Vitis AI User Guide (UG1414)

Document ID
UG1414
Release Date
2021-07-22
Version
1.4 English

Split IO memory model is introduced to resolve the limitation within unique memory model so that data coming from other physical memory buffer can be consumed by DPU directly. When calling dpuCreateTask() to create DPU task from the DPU kernel compiled with options -split-io-mem, N2Cube only allocates DPU memory buffer for the intermediate feature maps. It is up to the users to allocate the physical continuous memory buffers for boundary input tensors and output tensors individually. The size of input memory buffer and output memory buffer can be found from compiler building log with the field names Input Mem Size and Output Mem Size. The users also need to take care of cache coherence if these memory buffers can be cached.

DNNDK sample split_io provides a programming reference for split IO memory model, and the TensorFlow model SSD is used. There is one input tensor image:0, and two output tensors ssd300_concat:0 and ssd300_concat_1:0 for SSD model. From compiler building log, you can see that the size of DPU input memory buffer (for tensor image:0) is 270000, and the size of DPU output memory buffer (for output tensors ssd300_concat:0 and ssd300_concat_1:0) is 218304. Then dpuAllocMem() is used to allocate memory buffers for them. dpuBindInputTensorBaseAddress() and dpuBindOutputTensorBaseAddress() are subsequently used to bind the input/output memory buffer address to DPU task before launching its execution.
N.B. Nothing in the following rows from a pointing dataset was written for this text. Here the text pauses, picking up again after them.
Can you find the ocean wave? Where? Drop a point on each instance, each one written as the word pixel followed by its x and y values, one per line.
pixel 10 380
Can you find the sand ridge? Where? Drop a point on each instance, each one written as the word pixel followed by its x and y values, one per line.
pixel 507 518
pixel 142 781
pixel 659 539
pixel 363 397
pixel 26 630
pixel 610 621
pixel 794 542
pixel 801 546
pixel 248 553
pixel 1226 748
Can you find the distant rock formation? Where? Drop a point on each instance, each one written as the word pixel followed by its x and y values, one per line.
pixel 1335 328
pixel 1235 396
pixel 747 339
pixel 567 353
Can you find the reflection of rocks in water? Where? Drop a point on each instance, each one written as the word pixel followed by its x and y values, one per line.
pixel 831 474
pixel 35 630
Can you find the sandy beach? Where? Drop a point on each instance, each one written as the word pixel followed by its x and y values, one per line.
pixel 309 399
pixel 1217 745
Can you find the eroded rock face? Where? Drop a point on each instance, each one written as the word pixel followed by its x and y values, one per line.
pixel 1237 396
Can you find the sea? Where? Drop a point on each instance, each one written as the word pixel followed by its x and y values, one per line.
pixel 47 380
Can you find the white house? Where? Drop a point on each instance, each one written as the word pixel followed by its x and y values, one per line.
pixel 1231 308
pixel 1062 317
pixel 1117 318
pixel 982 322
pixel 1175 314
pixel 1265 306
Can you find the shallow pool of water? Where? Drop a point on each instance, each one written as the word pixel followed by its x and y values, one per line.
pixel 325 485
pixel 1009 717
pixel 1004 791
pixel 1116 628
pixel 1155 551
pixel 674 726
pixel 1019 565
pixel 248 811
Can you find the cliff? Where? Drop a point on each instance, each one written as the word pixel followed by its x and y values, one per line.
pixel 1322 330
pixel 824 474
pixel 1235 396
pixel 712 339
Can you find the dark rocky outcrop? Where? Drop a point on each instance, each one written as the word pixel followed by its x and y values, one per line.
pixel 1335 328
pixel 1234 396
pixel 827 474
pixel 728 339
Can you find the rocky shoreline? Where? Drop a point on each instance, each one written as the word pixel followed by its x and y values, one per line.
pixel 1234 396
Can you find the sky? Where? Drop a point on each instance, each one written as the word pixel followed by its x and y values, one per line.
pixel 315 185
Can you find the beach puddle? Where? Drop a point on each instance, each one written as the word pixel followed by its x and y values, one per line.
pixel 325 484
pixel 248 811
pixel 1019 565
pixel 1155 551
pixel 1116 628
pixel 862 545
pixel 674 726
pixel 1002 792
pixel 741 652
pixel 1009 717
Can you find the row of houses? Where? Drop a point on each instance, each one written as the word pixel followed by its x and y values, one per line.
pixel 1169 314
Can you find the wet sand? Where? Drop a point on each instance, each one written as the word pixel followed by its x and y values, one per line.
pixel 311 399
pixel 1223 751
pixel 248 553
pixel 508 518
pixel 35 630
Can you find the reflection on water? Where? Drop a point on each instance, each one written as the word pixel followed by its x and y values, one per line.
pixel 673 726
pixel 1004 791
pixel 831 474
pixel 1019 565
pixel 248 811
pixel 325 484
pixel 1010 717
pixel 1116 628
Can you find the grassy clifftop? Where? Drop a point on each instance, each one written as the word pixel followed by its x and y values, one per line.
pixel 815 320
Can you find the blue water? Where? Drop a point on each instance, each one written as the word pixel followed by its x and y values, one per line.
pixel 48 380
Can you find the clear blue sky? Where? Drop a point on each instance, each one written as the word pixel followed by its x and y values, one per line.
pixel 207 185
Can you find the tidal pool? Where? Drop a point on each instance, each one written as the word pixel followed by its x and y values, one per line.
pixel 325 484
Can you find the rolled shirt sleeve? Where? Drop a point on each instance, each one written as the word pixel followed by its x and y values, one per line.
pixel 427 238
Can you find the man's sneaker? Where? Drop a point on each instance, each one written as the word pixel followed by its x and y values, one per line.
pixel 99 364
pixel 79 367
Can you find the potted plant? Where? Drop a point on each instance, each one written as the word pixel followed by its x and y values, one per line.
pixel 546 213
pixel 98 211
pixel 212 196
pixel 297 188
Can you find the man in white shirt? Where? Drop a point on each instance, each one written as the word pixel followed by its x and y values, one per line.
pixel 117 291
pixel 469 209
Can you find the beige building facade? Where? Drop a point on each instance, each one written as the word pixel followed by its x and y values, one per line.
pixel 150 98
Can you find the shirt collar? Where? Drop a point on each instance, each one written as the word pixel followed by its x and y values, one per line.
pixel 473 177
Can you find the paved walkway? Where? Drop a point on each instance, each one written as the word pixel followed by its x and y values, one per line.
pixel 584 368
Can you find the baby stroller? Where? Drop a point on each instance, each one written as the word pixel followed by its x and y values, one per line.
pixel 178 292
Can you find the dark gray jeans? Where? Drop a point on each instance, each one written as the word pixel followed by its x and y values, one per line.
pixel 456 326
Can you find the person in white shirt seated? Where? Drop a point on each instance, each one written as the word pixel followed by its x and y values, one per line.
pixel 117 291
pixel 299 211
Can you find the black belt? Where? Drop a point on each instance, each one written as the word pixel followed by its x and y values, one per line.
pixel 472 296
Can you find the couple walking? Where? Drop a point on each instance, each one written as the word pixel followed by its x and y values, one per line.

After the input data is fed into DPU input memory buffer, dpuSyncMemToDev() is called to flush cache line. When DPU task completes running, dpuSyncDevToMem() is called to invalidate the cache line.

Note: The four APIs dpuAllocMem(), dpuFreeMem(), dpuSyncMemToDev() and dpuSyncDevToMem() are provided only as demonstration purpose for split IO memory model. They are not expected to be used directly in your production environment. It is up to you whether you want to implement such functionalities to better meet customized requirements.